I'm sure others listening will agree with that statement, but yeah, I mean I bring that
up just because on the one hand you need the value and the respect for the discipline in
order to be able to do the work right and at the same time doing the work right can
often earn the respect and the value acknowledgement that can sometimes arise like once people
have seen the value.
So it can kind of be a catch 22 and kind of frustrating at times.
Oh, believe me.
So I'm curious then, what has been most helpful to you as you've grown in your career?
What has really helped you kind of take your work to the next level?
Oh, that's a great question.
You know what, and it's an easy one too, and reading.
I read a lot and I follow a vast variety of smart people just like you, like Don Norman,
Jacob Nielsen, but I follow a vast variety of smart people and I read a lot, like members
of the service design network, so I read a lot of peers and a lot of people that came
before me.
I also follow and read people like Erica Hall, who's one of my favorite researchers and
strategists.
I'm sure you know who she is, Adam St. John Lawrence and Mark Stickdorn, both very smart
guys.
Of course, they've written very, very well-known and famous books.
Tony Ulwick, Bob Moesta, both those guys, JTPD guys, and I follow some really intelligent
product management folks too, so I don't just stick to like service designer researchers.
I follow everyone and I really like some product management folks like John Cutler, Powell
Hearn.
I've also been fortunate enough to make some virtual friends and share information with
people like Megan Miller, who is actually going to come speak at our design hour in
a couple of weeks.
There's a fellow Austinite named Douglas Ferguson and there's some behavioral design folks like
BJ Fogg and Dan Airely and those guys and Robert Meza.

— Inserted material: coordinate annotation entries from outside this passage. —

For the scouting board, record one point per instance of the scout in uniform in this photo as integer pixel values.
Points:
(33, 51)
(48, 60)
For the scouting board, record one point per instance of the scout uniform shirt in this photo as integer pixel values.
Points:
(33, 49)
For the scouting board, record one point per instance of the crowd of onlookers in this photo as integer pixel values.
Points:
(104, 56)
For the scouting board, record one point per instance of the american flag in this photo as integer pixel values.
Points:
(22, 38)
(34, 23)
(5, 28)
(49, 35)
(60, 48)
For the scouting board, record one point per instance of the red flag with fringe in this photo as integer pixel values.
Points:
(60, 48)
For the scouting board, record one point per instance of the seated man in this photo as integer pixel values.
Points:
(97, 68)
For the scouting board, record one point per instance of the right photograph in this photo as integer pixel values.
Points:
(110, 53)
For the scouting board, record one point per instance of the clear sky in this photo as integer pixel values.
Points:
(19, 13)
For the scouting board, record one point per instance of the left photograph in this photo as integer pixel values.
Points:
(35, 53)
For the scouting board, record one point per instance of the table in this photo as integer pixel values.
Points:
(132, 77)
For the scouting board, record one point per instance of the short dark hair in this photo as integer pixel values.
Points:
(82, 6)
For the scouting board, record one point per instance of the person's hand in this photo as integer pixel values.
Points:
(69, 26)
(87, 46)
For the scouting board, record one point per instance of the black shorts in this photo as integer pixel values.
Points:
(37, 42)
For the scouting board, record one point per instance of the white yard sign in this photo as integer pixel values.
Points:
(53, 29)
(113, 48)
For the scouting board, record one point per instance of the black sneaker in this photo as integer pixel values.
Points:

I really like following those people, reading what they have to say, reading books from
them and I just think that it helps absorb what other people have been through, how they
map experiences, how they solve problems.
It helps identify what challenges that are surfacing in their lives and if I'm seeing
them in mine too, it helps me to just know that I'm not alone and I'm not crazy, you
know what I mean?
Because we're all struggling with some of the same things, right?
So it helps when you see someone who's more established or makes a hell of a lot more
money than you or is very well known and they're saying the same things that you're saying
and seeing and so that's really my secret sauce is read and follow smart people.
Read a lot.
Consume information.
Yeah, and I think you bring up a really important point too.
It's not just reading.
I mean, yes, reading fellow researchers' work I feel like is really helpful because first
of all, they're doing research with lots of different types of employees, customers, etc.
They have a lot of perspectives just from that alone, but they also can share a lot
about their methods, about what's worked for them, what they found maybe not so helpful,
especially when it comes to theory versus practice because obviously there are things
that might be amazing to do in theory, but when it comes to actual resource constraints
or time constraints that you have, then well, yeah, maybe there are certain things that
have to go by the wayside in order to actually get work done, right?
So that certainly can be really beneficial, but I think there's also some value too in
just reading about the perspectives of others like you're saying, right?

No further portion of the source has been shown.